First-time novelist Rhonda Riley has crafted a magical tale in The Enchanted Life of Adam Hope, narrated in the voice of Evelyn Hope.
"My husband was not one of us. He remains, after decades, a mystery to me. Inexplicable.
[...]
Sarah, our youngest daughter, sent me a photograph weeks ago, a full year since she moved to China with her husband, Jian, and their son, Michael. In it, her hair is glossy dark brown and straight. Her eyes are a deep brown as well, and the folds of her eyelids now suggest Asian ancestry. Her curly red hair and gold-flecked green Irish eyes are gone; in her new skin, she is her father's daughter. Lil, my daughter who lives with me now, insists that Sarah must have had plastic surgery and dyed her hair. She's puzzled and disappointed that her sister would take such measures to fit in where she now lives. But I know the truth."

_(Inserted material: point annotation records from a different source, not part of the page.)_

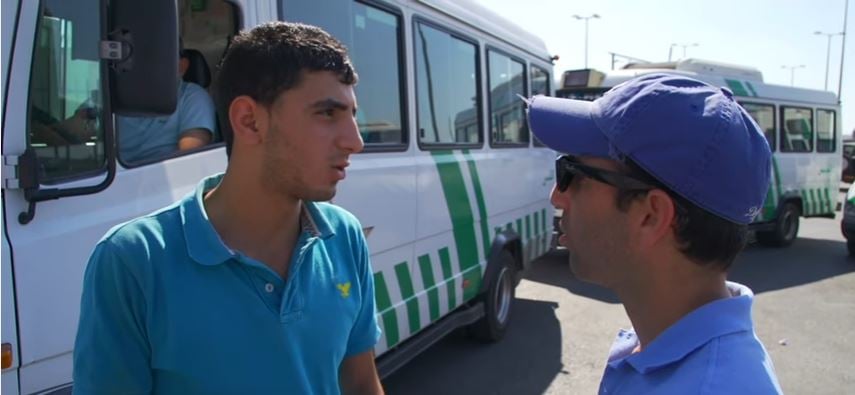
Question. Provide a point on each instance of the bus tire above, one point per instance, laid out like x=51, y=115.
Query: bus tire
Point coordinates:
x=786, y=228
x=498, y=302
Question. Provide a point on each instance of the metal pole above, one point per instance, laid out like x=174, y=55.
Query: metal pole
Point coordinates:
x=842, y=51
x=586, y=42
x=827, y=60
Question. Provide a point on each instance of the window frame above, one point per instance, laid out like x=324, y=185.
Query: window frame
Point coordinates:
x=106, y=119
x=404, y=145
x=526, y=90
x=833, y=126
x=239, y=19
x=782, y=129
x=535, y=142
x=479, y=101
x=773, y=145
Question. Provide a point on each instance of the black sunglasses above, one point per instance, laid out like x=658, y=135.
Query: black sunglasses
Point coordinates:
x=566, y=168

This is all from the first page, so I'm not giving away too much. Adam Hope is most definitely not "one of us." Adam is not human. Shortly after the end of WWII, Evelyn pulls a body covered in mud from the red clay of her North Carolina farm. This being soon morphs into Evelyn's mirror image and the two become lovers.
Imagine Orlando (Virginia Woolf) and Every Day (David Levithan) and Camouflage (Joe Haldeman) and Patience and Sarah (Isabel Miller) all rolled into one. The Enchanted Life of Adam Hope is an unusual and powerful story about otherness. I look forward to hearing Riley talk about her work at Booktopia in Bellingham in a couple of weeks.